Obama’s Big Gamble
In mid-June, former President Barack Obama held a Biden campaign fundraiser with Hollywood star and political activist George Clooney in Los Angeles. It was two weeks before President Joe Biden’s first debate with Donald Trump and two months from the Democratic National Convention in Chicago, where delegates planned to officially nominate Biden as the candidate to take on Trump for a second time. During the event, Obama escorted a lost, wandering and frozen Biden off of the stage. The video went viral.
The spectacle took place against the backdrop of a bomb dropped by Special Counsel Robert Hur in February.
"We have also considered that, at trial, Mr. Biden would likely present himself to a jury, as he did during our interview of him, as a sympathetic, well-meaning, elderly man with a poor memory," Hur wrote in a lengthy report, explaining why Biden wasn’t being charged for mishandling classified information. "Based on our direct interactions with and observations of him, he is someone for whom many jurors will want to identify reasonable doubt. It would be difficult to convince a jury that they should convict him — by then a former president well into his eighties — of a serious felony that requires a mental state of willfulness."
Hur’s statements were strongly refuted by the White House, with Press Secretary Karine Jean-Pierre insisting Biden “runs circles” around his staff and categorized questions about his mental fitness as “cheap fakes” conspiracy theories.
Then in late June, Biden took the debate stage with former President Donald Trump. The veil was off and the entire country could see what the White House had been hiding: the Emperor had no clothes. Biden was cooked and the fallout was immediate.
Behind the scenes, Obama started making moves and handed out the knives for placement in Biden’s back. It was a gamble he, and his circle of influence, hoped would pay off.
On July 10, Clooney published an op-ed in The New York Times calling for Biden to drop out.

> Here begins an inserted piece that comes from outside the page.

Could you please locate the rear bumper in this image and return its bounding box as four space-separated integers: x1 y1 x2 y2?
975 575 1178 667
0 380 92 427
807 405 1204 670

“It’s devastating to say it, but the Joe Biden I was with three weeks ago at the fund-raiser was not the Joe 'big F-ing deal' Biden of 2010. He wasn’t even the Joe Biden of 2020. He was the same man we all witnessed at the debate,” Clooney wrote. “As Democrats, we collectively hold our breath or turn down the volume whenever we see the president, whom we respect, walk off Air Force One or walk back to a mic to answer an unscripted question…Is it fair to point these things out? It has to be. This is about age. Nothing more. But also nothing that can be reversed. We are not going to win in November with this president.”
The pressure kept building, with former House Speaker Nancy Pelosi and top Democrats on Capitol Hill piling on.
On July 21, after nearly two weeks of insisting he could beat Trump and that he was staying in the race, Biden left the campaign through a letter posted on X. Vice President Kamala Harris, a woman who had to drop out of the 2020 race for the White House before a single primary vote was cast, quickly became the new nominee.
After a few days of consideration and debate among Democrats over holding an open convention to find a suitable candidate to beat Trump, Obama endorsed her candidacy. Former First Lady Michelle Obama joined him.
But with just 11 days to go until Election Day 2024, Harris keeps falling behind and she’s losing ground. Not just in the swing states, but in the national popular vote. The more the campaign puts her out for interviews and conversations with voters, her popularity decreases.
In recent days, Biden and Obama were caught speaking about the state of the race at the funeral for Ethel Kennedy. They lamented about a weak Harris candidacy, with Biden appearing to say, “I’m stronger than her.”
He's not the only one making that statement.
“What if Joe Biden was the better candidate all along?” The Hill asks.
Obama made a big bet by pushing out Biden. With Election Day approaching and as Trump surges, the gamble may not pay off.